第35章 【三度目の終わりと少しの未来の物語】
力がガバッと美沙を抱きしめ直し、そのまま美沙の視界は90度回転する。両親のもとから離れている今の住まい、その分箍が外れた力は遠慮をしない。2人は何度も抱き合い、何度も唇を重ねる。
「力さん。」
ふと気づけば義兄であった人の目に光るものが浮かんでいる。
「やっとここまで来れた。」
「せやね。」
「及川さんにウロウロされた時はどうしようって思った。」
「あれは私が一番びっくりやったよ、意外すぎやもん。」
「それから灰羽君とか山本君に気に入られて。」
「あれこそ一時の気の迷いやで。」
「白鳥沢じゃ牛島さん相手にボケをかますし。」
「私ちゃうもん、ボケはウシワカさんやもん。」
「伊達工の二口君とか青城の京谷君に餌付けされるし。」
「何で2人とも飴ちゃんくれたんやろ。」
「赤葦君は面白がるし。」
「それ兄さんが私がライブ配信してたんバラしたからちゃうの。」
「岩泉さんには不純だのべったりだの言われるし。」
「岩泉さんは容赦あらへんかったね。せやけど心配してくれてはったよ。」
「そうだな。烏野のみんなはどうかするとおちょくってきて成田も木下も止めてくれないし。」
「私はパソコン部のみんなが乗っかるから大変やった。」
「一番は美沙の本当のお父さんが来て」
「うん。」
「本当にお前を連れて行かれるかと思った。」
「私も怖かった。

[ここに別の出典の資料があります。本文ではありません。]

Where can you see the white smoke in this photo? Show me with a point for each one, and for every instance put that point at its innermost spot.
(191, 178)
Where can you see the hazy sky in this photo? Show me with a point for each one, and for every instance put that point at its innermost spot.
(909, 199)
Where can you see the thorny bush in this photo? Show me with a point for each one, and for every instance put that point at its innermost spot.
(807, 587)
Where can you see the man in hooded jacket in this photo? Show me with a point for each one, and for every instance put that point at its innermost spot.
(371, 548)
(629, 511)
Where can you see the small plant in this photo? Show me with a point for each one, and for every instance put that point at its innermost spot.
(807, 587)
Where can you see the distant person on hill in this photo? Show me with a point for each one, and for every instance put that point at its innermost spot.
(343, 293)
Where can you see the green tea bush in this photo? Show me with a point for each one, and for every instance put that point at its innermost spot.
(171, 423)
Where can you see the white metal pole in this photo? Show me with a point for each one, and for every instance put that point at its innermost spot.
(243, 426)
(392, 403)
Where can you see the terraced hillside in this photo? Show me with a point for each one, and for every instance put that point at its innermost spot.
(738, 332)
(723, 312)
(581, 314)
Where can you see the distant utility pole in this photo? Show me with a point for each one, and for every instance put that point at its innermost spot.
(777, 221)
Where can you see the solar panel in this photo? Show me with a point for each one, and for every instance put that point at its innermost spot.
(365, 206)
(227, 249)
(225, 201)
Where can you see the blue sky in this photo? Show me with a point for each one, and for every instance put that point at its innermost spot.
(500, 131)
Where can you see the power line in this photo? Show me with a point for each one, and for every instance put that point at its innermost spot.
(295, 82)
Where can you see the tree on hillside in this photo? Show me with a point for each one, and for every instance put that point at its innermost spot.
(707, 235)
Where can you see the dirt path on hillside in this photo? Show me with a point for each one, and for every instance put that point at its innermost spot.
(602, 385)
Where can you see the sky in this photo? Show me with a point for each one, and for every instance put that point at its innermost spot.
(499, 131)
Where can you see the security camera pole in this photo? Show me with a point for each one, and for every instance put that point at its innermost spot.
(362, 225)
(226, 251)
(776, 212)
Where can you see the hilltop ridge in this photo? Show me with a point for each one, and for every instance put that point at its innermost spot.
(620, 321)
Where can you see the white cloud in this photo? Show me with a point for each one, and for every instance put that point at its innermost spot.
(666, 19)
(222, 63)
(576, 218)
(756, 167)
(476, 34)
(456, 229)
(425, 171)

力さんから離されたら生きて行かれへんってホンマに思てたもん。今かて思てる。」
俺もだよと力は乱暴に涙を拭う。
「長かったよ。」
「色んなことがあったんやもんね。」
「お前が一番、だろうけど。」
「せやね。」
微笑む美沙の脳裏に今までのことが早回しで巡る。生まれた頃から両親がおらず祖母に育てられ外からは疎まれ続けた薬丸美沙だった15年、そこから祖母が他界し縁下美沙になって烏野高校に入ってから義兄の力と一線を越えて2年と少しの間だけでも薬丸だった頃にはなかった出会い、経験がたくさんあった。そうして大人になり、今目の前の人が兄から本当の意味で大事な人になったのだ。